Heart failure doesn’t have to be a death sentence.
That’s a big part of the message Clyde Yancy, MD, MSc, chief of medicine-cardiology, and a group of scientists and healthcare professionals wanted to get across. After more than two years of research and revision, the group recently published new clinical guidelines in the online edition of the Journal of the American College of Cardiology.
“Our big picture approach was to make it clear that heart failure, classically regarded as a futile disease, now carries a more hopeful outlook. Patients can and should do better with this disease than before and the exhaustive burden of this disease can be lessened,” said Yancy, guideline committee chair. “What drives the decision to revisit a guideline statement is the extent to which new information is available, and, in this case, we believed that sufficient new data warranted a major rewrite.”
The guidelines, last updated in 2009, featured a host of simplified definitions and classifications, and an increasing emphasis on patient-centric outcomes such as quality of life, shared decision making, care coordination, transitions, and palliative care. It also included a newly developed treatment algorithm to provide physicians with a tool for more personalized care.
“Guideline Directed Medical Therapy (GDMT) is a one-page treatment algorithm that positions the most highly supported and top-regarded therapies in a simple flowchart that allows for personalized care for patients with heart failure,” said Yancy, also Magerstadt Professor and a professor in medical social sciences. “We now have research in hand which shows that adherence to published heart failure guidelines does indeed improve clinical outcomes. Thus, full implementation of GDMT ought to result in fewer deaths and hospitalizations.”
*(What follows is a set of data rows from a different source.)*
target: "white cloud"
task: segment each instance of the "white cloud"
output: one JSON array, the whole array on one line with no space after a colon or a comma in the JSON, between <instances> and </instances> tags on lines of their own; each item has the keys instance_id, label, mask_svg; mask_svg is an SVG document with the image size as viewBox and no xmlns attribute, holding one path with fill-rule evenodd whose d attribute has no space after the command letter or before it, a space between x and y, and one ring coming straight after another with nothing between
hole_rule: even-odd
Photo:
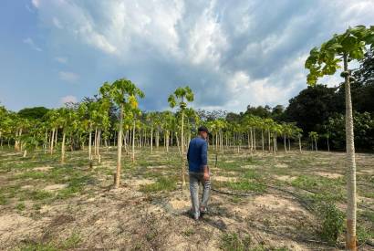
<instances>
[{"instance_id":1,"label":"white cloud","mask_svg":"<svg viewBox=\"0 0 374 251\"><path fill-rule=\"evenodd\" d=\"M52 19L53 24L55 25L56 27L62 29L64 26L61 25L60 21L58 20L58 18L57 18L56 16L53 17Z\"/></svg>"},{"instance_id":2,"label":"white cloud","mask_svg":"<svg viewBox=\"0 0 374 251\"><path fill-rule=\"evenodd\" d=\"M68 82L76 82L79 78L79 75L70 71L59 71L58 76L62 80Z\"/></svg>"},{"instance_id":3,"label":"white cloud","mask_svg":"<svg viewBox=\"0 0 374 251\"><path fill-rule=\"evenodd\" d=\"M248 104L286 105L306 87L304 62L311 47L348 26L374 23L369 0L41 1L33 5L53 30L51 41L62 49L96 49L93 60L113 66L115 75L130 73L151 93L149 107L162 105L154 97L181 84L194 89L195 107L237 111Z\"/></svg>"},{"instance_id":4,"label":"white cloud","mask_svg":"<svg viewBox=\"0 0 374 251\"><path fill-rule=\"evenodd\" d=\"M23 42L26 45L29 45L33 49L36 50L36 51L42 51L42 48L37 47L35 43L34 40L31 39L30 37L25 38L23 40Z\"/></svg>"},{"instance_id":5,"label":"white cloud","mask_svg":"<svg viewBox=\"0 0 374 251\"><path fill-rule=\"evenodd\" d=\"M58 63L61 63L61 64L67 64L68 63L68 58L66 58L66 57L56 57L55 60L57 61Z\"/></svg>"},{"instance_id":6,"label":"white cloud","mask_svg":"<svg viewBox=\"0 0 374 251\"><path fill-rule=\"evenodd\" d=\"M33 4L36 8L38 8L40 6L40 0L31 0L31 4Z\"/></svg>"},{"instance_id":7,"label":"white cloud","mask_svg":"<svg viewBox=\"0 0 374 251\"><path fill-rule=\"evenodd\" d=\"M62 97L60 99L60 103L61 104L70 103L70 102L77 103L78 102L77 97L72 96L72 95L68 95L68 96Z\"/></svg>"}]
</instances>

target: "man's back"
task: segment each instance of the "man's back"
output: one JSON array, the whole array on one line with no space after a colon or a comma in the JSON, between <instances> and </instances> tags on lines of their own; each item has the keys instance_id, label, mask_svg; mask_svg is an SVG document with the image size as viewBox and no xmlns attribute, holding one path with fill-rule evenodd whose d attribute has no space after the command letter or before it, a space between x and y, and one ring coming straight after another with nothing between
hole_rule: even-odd
<instances>
[{"instance_id":1,"label":"man's back","mask_svg":"<svg viewBox=\"0 0 374 251\"><path fill-rule=\"evenodd\" d=\"M208 162L207 152L208 144L203 139L196 137L190 141L187 152L190 172L202 173L203 171L203 166Z\"/></svg>"}]
</instances>

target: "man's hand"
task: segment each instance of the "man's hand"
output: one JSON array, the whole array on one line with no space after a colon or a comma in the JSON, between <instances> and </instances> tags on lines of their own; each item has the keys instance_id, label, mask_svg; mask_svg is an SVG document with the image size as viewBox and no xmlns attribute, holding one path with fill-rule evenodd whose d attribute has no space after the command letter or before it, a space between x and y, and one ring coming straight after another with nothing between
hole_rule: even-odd
<instances>
[{"instance_id":1,"label":"man's hand","mask_svg":"<svg viewBox=\"0 0 374 251\"><path fill-rule=\"evenodd\" d=\"M203 170L204 170L204 174L203 174L203 179L204 181L209 181L210 175L209 175L209 168L208 168L208 166L205 165L204 168L203 168Z\"/></svg>"}]
</instances>

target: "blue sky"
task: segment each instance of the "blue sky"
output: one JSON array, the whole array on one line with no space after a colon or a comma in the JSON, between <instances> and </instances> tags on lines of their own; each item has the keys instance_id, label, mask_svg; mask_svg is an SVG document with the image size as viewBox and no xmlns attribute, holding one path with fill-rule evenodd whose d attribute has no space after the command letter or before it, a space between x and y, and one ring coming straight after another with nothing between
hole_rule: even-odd
<instances>
[{"instance_id":1,"label":"blue sky","mask_svg":"<svg viewBox=\"0 0 374 251\"><path fill-rule=\"evenodd\" d=\"M143 110L189 85L192 106L286 105L306 88L309 50L374 25L371 0L3 0L0 101L55 108L127 78ZM324 80L336 85L340 79Z\"/></svg>"}]
</instances>

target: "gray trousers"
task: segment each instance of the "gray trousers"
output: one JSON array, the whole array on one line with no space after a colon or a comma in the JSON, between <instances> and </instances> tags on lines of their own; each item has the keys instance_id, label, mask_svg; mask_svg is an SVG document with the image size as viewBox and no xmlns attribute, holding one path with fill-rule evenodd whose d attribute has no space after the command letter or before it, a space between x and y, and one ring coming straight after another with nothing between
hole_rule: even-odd
<instances>
[{"instance_id":1,"label":"gray trousers","mask_svg":"<svg viewBox=\"0 0 374 251\"><path fill-rule=\"evenodd\" d=\"M211 181L203 180L203 173L190 172L190 193L191 201L192 203L192 214L194 215L200 215L199 206L199 183L203 184L203 198L200 206L206 208L211 193Z\"/></svg>"}]
</instances>

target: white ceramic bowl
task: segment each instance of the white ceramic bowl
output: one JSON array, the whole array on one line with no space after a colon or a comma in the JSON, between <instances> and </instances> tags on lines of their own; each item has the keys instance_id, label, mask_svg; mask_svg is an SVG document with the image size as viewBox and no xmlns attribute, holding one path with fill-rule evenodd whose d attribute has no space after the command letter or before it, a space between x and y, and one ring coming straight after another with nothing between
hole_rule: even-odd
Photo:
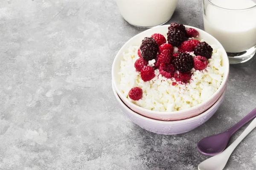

In total, more than 5 million Americans have clinically manifested heart failure, which is a complex syndrome that occurs when the heart’s ventricles can’t properly fill with or eject blood. More than 670,000 new cases are diagnosed annually and result in more than $30 billion of total healthcare costs.
Designed to assist clinicians in selecting the best management strategy for individual patients, the guideline review, which started in 2011, was jointly released by the American College of Cardiology and the American Heart Association to provide expert analysis of data on prevention, diagnosis, risk stratification, and treatment.
“After many months, including several of critical peer review, editing, and re-review, the guidelines are now available,” Yancy said. “As chair, I was fully engaged and personally responsible for each step in the development of these guidelines and was also charged with the responsibility of managing conflicts of interest and to make certain that each statement reflected an objective and unbiased best assessment of available evidence and/or prevailing opinion.”
The new guidelines include recommendations for earlier use of certain medical therapies, a list of “must-do” items in the care plan for patients, and updated strategies regarding the prevention of heart failure. The simple evidence-based approach is also meant to reduce re-hospitalizations after heart failure by taking the guesswork out of the process and creating simple directives that should result in a reduction in readmissions.
“No, we haven’t cured anything, but we can treat this condition and can do so better than ever before,” Yancy said. “Patients deserve a chance at the best medical therapy for all diseases and these guidelines are a big effort to help make that happen with regard to heart failure.”